The two hundred yard plaque passed. "Do you remember being kids riding the swing under the apple tree? And the sun shone on our faces. It felt so good," dreamed Morticia.
"I forget. It's like a memory that is drifting away. When I go to sleep, I don't remember how the mine shafts are. In the morning, when I come back down here, all the memories of the heat, sweat, and coal dust come back. When I look in your face, I can see in the glow that you are back in the garden. I can't go there anymore. I remember the day like a faded fact. I can't feel it anymore," said Lithia.
Five hundred and fifty yards under the ground, the elevator raft hit the ground. It was so deep that one could feel the breathing of the earth as if she were alive. The surface was a distant place, unreachable. A tension tightened around the solar plexus, like a band, of being trapped down here. A mental voice silently whispered to each one: "Don't panic. Panic doesn't get you out of here. Only calm, patience for the escape vehicle gets you out of this trap."

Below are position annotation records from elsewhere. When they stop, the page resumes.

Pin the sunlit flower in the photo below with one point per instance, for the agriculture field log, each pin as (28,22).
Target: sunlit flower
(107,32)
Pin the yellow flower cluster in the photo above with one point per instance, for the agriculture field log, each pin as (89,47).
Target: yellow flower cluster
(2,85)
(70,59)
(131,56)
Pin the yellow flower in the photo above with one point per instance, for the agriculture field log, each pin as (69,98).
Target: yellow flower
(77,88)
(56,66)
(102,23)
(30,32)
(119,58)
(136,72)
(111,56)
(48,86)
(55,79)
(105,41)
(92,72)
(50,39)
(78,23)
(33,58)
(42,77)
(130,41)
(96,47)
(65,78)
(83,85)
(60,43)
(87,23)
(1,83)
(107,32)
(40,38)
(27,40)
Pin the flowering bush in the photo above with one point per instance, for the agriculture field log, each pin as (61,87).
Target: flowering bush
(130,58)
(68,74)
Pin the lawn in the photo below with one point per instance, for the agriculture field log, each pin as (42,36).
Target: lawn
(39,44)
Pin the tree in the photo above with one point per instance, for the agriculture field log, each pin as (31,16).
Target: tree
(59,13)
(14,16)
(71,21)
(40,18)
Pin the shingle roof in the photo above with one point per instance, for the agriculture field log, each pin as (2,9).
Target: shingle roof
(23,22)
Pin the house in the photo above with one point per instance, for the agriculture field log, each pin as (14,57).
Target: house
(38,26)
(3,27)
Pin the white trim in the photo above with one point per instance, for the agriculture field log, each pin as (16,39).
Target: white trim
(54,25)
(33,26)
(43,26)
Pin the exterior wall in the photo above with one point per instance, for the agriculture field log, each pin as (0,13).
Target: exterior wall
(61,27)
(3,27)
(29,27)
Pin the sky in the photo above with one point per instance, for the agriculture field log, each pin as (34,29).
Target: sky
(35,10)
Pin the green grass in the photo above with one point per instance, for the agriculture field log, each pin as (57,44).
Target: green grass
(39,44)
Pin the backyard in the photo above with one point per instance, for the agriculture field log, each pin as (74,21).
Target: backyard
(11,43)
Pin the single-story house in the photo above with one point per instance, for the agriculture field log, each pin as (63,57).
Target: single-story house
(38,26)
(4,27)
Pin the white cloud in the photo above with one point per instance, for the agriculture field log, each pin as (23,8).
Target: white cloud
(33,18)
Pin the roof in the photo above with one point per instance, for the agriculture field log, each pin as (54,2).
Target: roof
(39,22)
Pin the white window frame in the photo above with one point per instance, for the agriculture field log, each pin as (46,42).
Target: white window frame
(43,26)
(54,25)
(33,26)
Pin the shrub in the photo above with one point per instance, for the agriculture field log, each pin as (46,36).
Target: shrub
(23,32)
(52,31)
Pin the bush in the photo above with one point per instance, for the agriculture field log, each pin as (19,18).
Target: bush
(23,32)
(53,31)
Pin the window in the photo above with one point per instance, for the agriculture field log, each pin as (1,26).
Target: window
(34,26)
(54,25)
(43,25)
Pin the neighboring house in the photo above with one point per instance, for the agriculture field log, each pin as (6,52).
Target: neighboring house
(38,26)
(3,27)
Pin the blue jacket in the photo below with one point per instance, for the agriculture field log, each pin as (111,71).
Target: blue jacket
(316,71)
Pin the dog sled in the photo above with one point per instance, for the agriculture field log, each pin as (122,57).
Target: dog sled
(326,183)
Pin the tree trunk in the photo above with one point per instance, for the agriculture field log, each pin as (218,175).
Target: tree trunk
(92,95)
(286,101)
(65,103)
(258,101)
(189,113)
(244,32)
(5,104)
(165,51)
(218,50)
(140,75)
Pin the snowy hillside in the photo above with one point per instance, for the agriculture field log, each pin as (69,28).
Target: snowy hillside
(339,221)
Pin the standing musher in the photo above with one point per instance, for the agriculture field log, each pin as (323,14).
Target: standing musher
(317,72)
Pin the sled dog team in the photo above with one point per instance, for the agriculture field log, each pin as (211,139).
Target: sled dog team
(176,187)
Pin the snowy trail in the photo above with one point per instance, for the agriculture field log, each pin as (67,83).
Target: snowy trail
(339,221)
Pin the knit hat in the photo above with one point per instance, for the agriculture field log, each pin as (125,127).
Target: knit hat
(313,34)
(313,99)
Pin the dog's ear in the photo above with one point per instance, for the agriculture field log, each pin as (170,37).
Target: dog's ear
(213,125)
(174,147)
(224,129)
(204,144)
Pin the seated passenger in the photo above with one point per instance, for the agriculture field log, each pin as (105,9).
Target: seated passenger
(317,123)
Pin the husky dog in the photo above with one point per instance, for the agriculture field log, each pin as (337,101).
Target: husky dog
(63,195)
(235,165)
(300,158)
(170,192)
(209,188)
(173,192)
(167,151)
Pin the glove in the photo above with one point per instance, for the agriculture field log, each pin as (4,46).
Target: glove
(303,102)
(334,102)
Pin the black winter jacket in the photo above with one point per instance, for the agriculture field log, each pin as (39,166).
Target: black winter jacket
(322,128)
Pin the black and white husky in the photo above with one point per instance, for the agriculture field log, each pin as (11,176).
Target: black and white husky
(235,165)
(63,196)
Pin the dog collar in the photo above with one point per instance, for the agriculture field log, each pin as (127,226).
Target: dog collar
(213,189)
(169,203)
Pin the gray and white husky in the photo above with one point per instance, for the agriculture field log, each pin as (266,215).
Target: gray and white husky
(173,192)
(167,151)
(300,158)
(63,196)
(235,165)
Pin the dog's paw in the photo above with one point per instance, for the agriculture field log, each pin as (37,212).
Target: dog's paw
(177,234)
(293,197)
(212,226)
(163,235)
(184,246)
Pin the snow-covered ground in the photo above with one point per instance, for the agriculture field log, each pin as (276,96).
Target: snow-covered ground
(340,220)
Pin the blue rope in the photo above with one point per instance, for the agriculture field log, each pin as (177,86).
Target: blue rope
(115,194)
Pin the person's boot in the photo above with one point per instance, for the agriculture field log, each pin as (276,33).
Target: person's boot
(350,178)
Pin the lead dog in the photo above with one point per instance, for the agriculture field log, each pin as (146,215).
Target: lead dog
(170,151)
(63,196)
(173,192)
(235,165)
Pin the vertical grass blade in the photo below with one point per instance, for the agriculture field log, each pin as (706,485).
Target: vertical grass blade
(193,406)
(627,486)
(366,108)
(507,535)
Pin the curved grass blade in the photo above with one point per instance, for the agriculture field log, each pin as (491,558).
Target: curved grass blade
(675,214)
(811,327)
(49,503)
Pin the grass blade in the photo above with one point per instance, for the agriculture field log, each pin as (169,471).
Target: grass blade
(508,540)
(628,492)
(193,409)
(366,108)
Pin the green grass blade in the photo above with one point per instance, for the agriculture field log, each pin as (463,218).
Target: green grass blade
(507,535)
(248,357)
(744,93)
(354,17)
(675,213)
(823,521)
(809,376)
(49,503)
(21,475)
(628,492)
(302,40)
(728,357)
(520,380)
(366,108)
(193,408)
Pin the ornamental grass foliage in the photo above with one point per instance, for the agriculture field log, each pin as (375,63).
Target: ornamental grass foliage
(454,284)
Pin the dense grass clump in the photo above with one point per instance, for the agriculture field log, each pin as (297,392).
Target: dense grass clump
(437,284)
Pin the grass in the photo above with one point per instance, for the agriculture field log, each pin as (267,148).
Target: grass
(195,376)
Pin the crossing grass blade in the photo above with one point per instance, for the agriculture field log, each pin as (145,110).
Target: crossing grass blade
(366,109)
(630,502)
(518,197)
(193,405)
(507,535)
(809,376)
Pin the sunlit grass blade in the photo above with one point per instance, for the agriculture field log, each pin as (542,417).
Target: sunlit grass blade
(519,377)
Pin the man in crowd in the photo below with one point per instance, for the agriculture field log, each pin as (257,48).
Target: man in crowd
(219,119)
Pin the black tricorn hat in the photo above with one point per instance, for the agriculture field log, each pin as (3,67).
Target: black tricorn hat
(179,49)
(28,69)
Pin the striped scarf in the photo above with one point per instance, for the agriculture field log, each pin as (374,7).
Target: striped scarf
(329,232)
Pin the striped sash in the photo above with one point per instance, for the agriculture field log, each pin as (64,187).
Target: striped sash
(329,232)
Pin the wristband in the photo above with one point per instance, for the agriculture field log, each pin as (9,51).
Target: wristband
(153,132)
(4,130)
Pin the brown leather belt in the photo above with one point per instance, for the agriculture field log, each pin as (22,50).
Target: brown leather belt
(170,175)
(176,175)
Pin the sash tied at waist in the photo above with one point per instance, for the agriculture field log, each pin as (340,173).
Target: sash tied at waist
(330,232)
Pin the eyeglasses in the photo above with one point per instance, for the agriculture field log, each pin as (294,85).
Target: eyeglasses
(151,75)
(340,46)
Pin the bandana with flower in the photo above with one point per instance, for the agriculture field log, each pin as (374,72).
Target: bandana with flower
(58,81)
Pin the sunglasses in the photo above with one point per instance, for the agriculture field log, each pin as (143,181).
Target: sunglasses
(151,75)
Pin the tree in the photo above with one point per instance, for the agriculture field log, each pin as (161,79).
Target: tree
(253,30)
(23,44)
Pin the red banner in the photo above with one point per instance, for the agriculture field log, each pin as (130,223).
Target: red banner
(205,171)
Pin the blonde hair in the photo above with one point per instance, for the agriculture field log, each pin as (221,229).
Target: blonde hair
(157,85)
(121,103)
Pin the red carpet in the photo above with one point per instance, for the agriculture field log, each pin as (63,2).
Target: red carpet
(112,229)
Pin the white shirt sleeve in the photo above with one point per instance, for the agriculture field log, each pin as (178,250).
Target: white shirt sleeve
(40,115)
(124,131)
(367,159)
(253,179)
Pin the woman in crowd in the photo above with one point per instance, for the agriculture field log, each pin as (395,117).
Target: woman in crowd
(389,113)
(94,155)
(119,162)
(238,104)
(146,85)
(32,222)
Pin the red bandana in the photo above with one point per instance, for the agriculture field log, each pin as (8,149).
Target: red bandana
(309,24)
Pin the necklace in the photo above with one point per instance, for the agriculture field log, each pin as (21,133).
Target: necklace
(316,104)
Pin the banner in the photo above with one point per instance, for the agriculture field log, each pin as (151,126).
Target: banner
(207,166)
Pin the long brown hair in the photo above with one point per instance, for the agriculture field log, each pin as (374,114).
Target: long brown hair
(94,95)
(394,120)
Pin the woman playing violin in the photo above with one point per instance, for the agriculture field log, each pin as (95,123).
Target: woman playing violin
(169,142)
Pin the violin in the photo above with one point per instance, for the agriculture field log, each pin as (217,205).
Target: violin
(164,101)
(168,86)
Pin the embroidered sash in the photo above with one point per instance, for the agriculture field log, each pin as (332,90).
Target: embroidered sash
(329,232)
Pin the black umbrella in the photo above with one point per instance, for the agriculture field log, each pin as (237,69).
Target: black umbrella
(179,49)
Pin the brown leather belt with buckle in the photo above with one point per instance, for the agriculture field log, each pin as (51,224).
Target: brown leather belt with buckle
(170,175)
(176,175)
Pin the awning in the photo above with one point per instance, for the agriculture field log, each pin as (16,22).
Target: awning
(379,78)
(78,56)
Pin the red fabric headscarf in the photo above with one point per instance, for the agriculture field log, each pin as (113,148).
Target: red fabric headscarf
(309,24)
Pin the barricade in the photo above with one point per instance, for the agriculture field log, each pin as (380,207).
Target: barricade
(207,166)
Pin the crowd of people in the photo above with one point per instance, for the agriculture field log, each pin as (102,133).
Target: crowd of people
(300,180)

The boots knocked over the elevator planks. Sweat drops here or there formed on foreheads. The sweat pearls were black from the coal dust that had already settled on their faces. The hot earthen air was standing. They shuffled past the lockers filled with shovels and picks. They grabbed one each.
The guards never came down here into the danger and dirt. Every miner knew their assignments. The main tunnel branched out into spurs. Miner pairs disappeared into them. The slow shuffling crowd stretched out into fast legged ones and bumbling fat ones in the back. Lithia's eyes followed the wagon tracks. There was something calming and predictable about anticipating the next plank under the iron track or the next gap in between two iron beams. It provided a sense of moving forward.
They turned left. It was Lithia's and Morticia's spur: Gazelle canyon. They were by themselves. Only the electric hand light was flickering in the rough mining shaft. To save money, there were no wood beams for support. The claw marks of the pick were evident in the walls.
"It wasn't always like this. Everyone was so happy about the Confederate Party rising to power fifteen years ago. They promised to lower taxes. They promised to keep foreign workers out. And now, we are here in the mining camp imprisoned. 90% of the population got enslaved to do menial and hard labor, because we blocked foreign workers and imports. My mom wanted me to become a ballerina. Every day, I practiced for hours. And now all the graze and flexibility is gone by shuffling coal for years for 14 hours a day," complained Morticia.
"I wanted to be a computer scientist. I loved reading books and thinking. Now, the mining company has banned books for miners. It would distract us too much, make us unsatisfied. I always used to be so clumsy that I'd bruise myself down here. They didn't care. They kept stuffing me down here every day. Now, I'm an expert in reading coal markings to estimate the shift and approach angle. Ha! I never cared about knowing those things," Lithia said joining the complaining.